Written and directed by Merchant, who hasn’t called the big screenshots since the criminally overlooked Cemetery Junction in 2010 with former partner-in-crime, Ricky Gervais, Fighting with My Family sees him going solo but wields the same familiar familial traits and undeniable small-town feel. Much like that film’s focus on getting away from it all in the hopes of better things, the journey is made all the more appealing with the cast that is on it. Nailing every single branch of the Knight family tree, Nick Frost and Game of Thrones’ Lena Headey are parents Ricky and Julia (both absolutely tremendous), channelling their hopes and dreams (for better or worse) into their offspring Saraya and Zak, played by Florence Pugh and Jack Lowden, who undoubtedly give the most compelling and truly surprising performances in the film.
Saraya’s turn to Paige (her stage name) and WWE glory is understandably the main event, but Fighting with My Family ensures that time is also spent on the sibling that didn’t reach the spotlight, also earning an equal amount of time in the ring. Seeing this Norwich-born Diva Champion-in-the-making burdened with family pressures and battling with even the possibility of fame is undeniably compelling, and Pugh pins it down wonderfully. Rough around the edges but with only the best intentions, she gets put through her paces but rarely falters, handling that underdog archetype just right, opposite the likes of Dwayne Johnson (albeit briefly) and Vince Vaughn’s tough to crack coach (imagine an edgier Pete from Dodgeball, had he never beaten White). The most active element that blends so brilliantly though is seeing this inner turmoil grow and ripple out across the pond and back home to her bitter older brother.

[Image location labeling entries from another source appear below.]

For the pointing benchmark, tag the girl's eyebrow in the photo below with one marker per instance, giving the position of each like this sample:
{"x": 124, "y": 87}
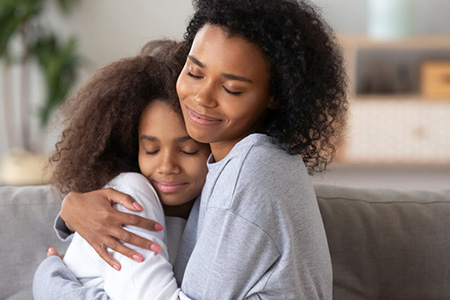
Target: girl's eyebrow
{"x": 226, "y": 75}
{"x": 196, "y": 61}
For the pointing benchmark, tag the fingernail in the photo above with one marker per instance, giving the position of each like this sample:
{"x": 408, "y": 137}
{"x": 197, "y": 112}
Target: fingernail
{"x": 155, "y": 248}
{"x": 137, "y": 206}
{"x": 138, "y": 258}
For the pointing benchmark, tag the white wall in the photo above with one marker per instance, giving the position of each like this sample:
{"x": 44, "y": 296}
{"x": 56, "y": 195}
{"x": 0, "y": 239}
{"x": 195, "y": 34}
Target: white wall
{"x": 108, "y": 30}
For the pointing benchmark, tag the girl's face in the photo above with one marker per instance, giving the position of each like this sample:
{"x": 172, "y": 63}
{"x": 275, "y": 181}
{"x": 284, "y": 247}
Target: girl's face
{"x": 223, "y": 89}
{"x": 174, "y": 163}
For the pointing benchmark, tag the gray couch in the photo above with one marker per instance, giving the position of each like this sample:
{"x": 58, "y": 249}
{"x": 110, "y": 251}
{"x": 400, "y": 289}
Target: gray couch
{"x": 384, "y": 244}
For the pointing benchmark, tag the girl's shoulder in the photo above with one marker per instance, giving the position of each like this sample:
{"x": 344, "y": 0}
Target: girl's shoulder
{"x": 129, "y": 180}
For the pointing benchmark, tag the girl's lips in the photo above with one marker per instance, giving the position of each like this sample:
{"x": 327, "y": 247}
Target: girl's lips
{"x": 169, "y": 187}
{"x": 201, "y": 119}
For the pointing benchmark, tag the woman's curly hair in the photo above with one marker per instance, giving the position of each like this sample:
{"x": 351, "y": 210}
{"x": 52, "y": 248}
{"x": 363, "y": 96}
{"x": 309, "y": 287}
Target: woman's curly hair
{"x": 308, "y": 80}
{"x": 100, "y": 139}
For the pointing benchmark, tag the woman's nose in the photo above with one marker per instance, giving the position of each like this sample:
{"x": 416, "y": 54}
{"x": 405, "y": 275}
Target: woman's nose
{"x": 205, "y": 95}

Lowden is a wonderful ringside partner to Pugh, who provides an earnest and dependable performance as the fallen Knight. Trying all he can to keep in high spirits as his sister gets a ticket to a future he’s wanted all his life, seeing him slowly fade into Paige’s shadow is heartbreaking as he battles with the idea of tapping out and wondering where to go next. It’s a perspective that rarely gets shown and is a welcome element at times, and Merchant handles it with care for when the two finally collide. The issue is that much like the sport it’s highlighting, some of it all feels a bit too staged.
There are specific mechanisms that just can’t be removed from an underdog story, but that doesn’t mean they don’t have to be handled differently. Fighting with My Family instead risks losing the crowd by treading over routines and going through the motions rather than break out of them. Paige hits hard times only for her to take the challenge head-on in a final act that comes out of nowhere for those that don’t know her backstory and feels skimmed over. It doesn’t tarnish the film too much, but it is frustrating for a movie that is clearly aching to go beyond the mat and doesn’t. Still, when the final bell rings and the ref makes the count, Fighting with My Family has fought enough to earn a few air punches along the way.